David Pepose graduated from Whitfield in 2004, followed by triplet younger siblings, Max, Sam, and Morissa Pepose, who graduated from Whitfield in 2013. After Whitfield, David attended Brandeis University in Waltham, Mass., where he studied American history, creative writing, and theater. He later attended a graduate program for publishing at Columbia University in New York. A crime and politics reporter turned comic book author, David Pepose has worked for Netflix, CBS Entertainment, Universal Studios, and DC Comics. His critically acclaimed breakout comic series SPENCER & LOCKE earned five Ringo Award nominations, including for Best Series and Best Writer, while his new sequel SPENCER & LOCKE 2 recently landed on Barnes & Noble's Top Comics and Graphic Novels list for August 2019. His latest work includes GOING TO THE CHAPEL at Action Lab Entertainment and the upcoming GRAND THEFT ASTRO for Image Comics/Top Cow Productions. David lives in Los Angeles, CA.
Why did you and your family choose Whitfield?
I give my parents a lot of credit, in that they let me choose where I wanted to go for school. The thing that set Whitfield apart was the element of trust they offered students: they believed in us to make good decisions and to do the right thing. I felt that giving students the room to pursue their own interests, rather than to rigidly enforce any particular structures, was really important for me; if you can teach people to be driven internally rather than externally, you’ve got a recipe for lifelong success. Whitfield always encouraged me to think for myself. I’ve been in the comics industry for the better part of a decade where my independence and high intrinsic motivation are essential to my success.

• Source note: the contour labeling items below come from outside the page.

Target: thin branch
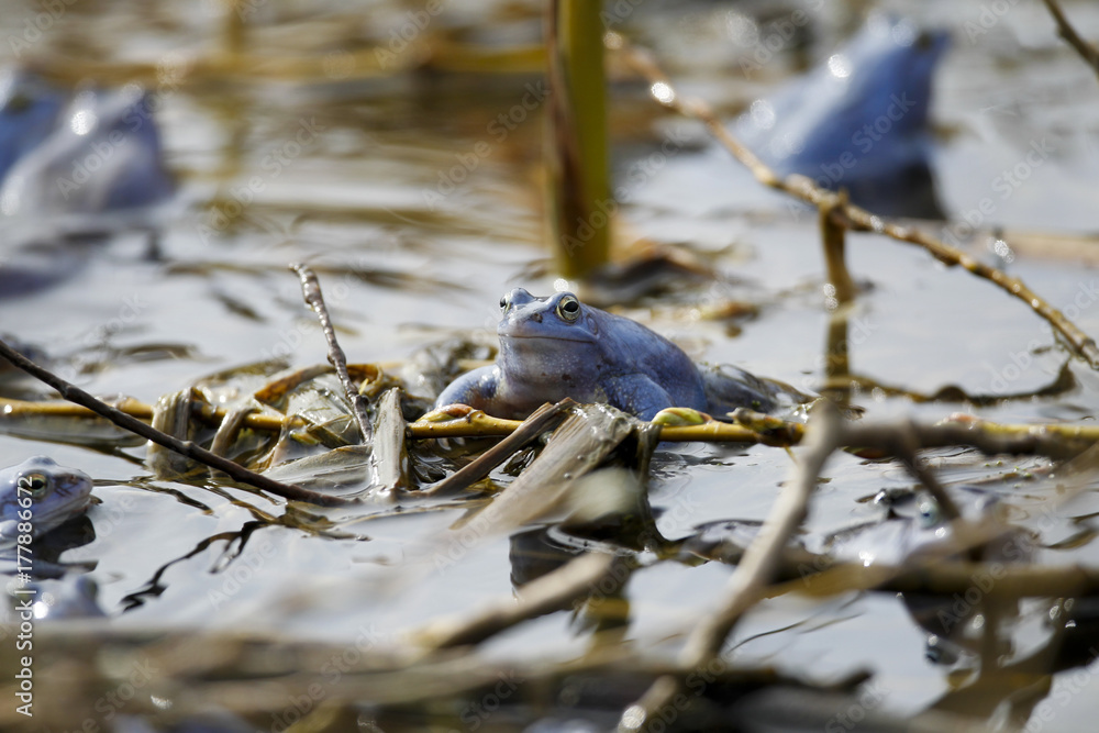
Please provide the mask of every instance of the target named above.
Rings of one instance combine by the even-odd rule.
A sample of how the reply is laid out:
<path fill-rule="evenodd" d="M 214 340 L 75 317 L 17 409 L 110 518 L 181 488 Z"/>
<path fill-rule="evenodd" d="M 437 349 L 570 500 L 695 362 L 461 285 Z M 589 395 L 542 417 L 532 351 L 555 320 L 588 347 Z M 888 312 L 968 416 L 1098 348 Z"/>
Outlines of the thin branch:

What were some of your favorite classes at Whitfield?
While I naturally gravitated towards English, history, and theater more than math and science, looking back on my time at Whitfield, I tend to think less about favorite classes, and more about favorite teachers — I was really fortunate to have so many supportive and attentive teachers, many of with whom I still keep in touch. I feel like the investment my teachers had in me was such a rare thing — and such an important thing.
How did Whitfield prepare you for college and beyond?
For me, Whitfield rewarded curiosity, exploration, and growth; we were given a lot of latitude to make our own decisions and to think critically about the world around us, which I think is often a lost art in academic circles. Whitfield also gave me the opportunity to pursue a number of different passions, ranging from cartooning for the school paper to learning the drums to writing and directing a play. Whitfield taught me the value of striving for things and to never settle for anything less than excellence.
What skills do you use in your career that you began forming at Whitfield?
Thanks to the English Department, I learned to write. I learned to explore and support my ideas, and I lost my fear of word counts or deadlines. I also was a cartoonist for the online paper, and those were probably my first-ever attempts at making comics. I also learned Photoshop, which I use almost every single day; that’s the kind of next-level training from Whitfield that kept me a step ahead. Lastly, my senior internship really instilled a lot of the skills I use today in terms of outreach, publicity, and marketing. While that experience made me realize a career in law wasn’t for me, being able to pound the pavement has been crucial in getting any foothold in my career, and my senior internship was instrumental in helping me establish those kinds of professional relationships.